Here is a link that might be useful: link for rose society article mentioned above

RE: How nervous should I be replacing roses?

When you take out the old rose, you will be punching around the area to get as many roots as possible. You will have a hole in your yard. Fill in the hole with new soil, then mix it with the old. You should always have a pretty large area ammended so that you won't have a "swimming pool" effect in your yard. (all the water going to that area and drowing the rose)

Don't be nervous.
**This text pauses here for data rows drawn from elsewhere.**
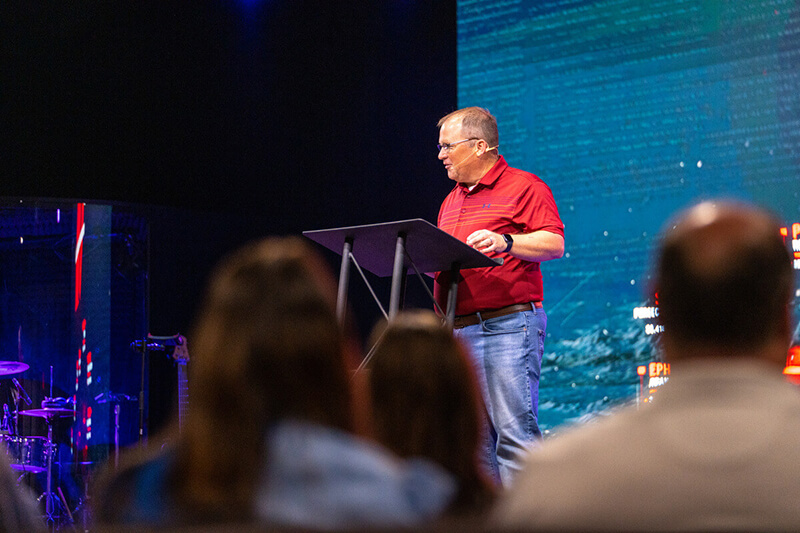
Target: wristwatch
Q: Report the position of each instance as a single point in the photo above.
(509, 242)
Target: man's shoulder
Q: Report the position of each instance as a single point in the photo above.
(523, 178)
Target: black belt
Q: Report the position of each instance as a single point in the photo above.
(471, 320)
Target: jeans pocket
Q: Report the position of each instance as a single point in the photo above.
(513, 323)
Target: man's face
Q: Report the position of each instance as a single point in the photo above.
(458, 161)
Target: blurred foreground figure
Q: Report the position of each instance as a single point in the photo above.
(271, 430)
(426, 403)
(717, 450)
(18, 510)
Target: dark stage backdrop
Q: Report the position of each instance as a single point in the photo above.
(631, 110)
(221, 121)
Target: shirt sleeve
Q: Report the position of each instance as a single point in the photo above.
(536, 210)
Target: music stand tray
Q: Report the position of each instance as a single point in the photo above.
(393, 248)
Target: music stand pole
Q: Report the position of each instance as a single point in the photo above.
(344, 280)
(450, 313)
(398, 275)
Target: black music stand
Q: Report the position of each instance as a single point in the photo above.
(393, 248)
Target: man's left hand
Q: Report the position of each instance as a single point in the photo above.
(487, 241)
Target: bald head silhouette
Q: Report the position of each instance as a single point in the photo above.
(724, 283)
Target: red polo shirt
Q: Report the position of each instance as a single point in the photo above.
(505, 200)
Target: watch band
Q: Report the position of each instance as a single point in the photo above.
(509, 242)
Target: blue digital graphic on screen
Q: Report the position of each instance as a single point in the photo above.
(630, 111)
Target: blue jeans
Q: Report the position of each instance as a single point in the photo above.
(507, 353)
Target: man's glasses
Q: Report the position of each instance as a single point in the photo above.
(449, 146)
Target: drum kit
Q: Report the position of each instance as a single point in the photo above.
(34, 454)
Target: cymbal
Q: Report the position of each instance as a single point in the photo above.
(47, 412)
(12, 367)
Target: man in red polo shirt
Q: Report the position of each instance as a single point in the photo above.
(508, 213)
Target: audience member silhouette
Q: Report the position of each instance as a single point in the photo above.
(271, 430)
(426, 402)
(717, 449)
(18, 511)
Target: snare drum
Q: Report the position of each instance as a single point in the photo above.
(27, 454)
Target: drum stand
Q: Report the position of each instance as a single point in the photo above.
(54, 503)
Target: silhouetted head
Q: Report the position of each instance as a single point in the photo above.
(267, 346)
(425, 400)
(724, 281)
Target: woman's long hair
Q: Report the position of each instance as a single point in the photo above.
(267, 346)
(426, 403)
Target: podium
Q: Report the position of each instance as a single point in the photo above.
(394, 249)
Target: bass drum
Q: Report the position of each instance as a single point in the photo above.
(27, 454)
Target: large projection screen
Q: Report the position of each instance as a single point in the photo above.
(631, 110)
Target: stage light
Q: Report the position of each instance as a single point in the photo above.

You are going to have roses you have chosen, and you will be happy.


RE: How nervous should I be replacing roses?

I've planted new roses in old rose holes umpteen times and have never encountered a problem. Of course I add potted soil and amendments but don't get rid of the old soil and it's always worked, despite what the literature may say. On the other hand, before I moved here, roses had not been grown in this soil as far as I know, and that might make a difference.


RE: How nervous should I be replacing roses?

hello simcan, rose replant disorder is common throughout the UK and I have never dared to put it to the test.Several rose nurseries recommend planting bare root roses with a mycchorhizal treatment, but also either replacing as much old soil as possible or planting in a cardboard box in clean loam. I am not at all certain that there is any soil assay which could determine the likelihood of 'rose sickness' but there surely would be local horticultural knowledge to be tapped.On the other hand, RRD means something completely different in the US (horrible) but replant disorder is not a problem. Hard to say which is the most malign. Still, Sammy is quite right - despite all that, if you plant roses, you will be happy.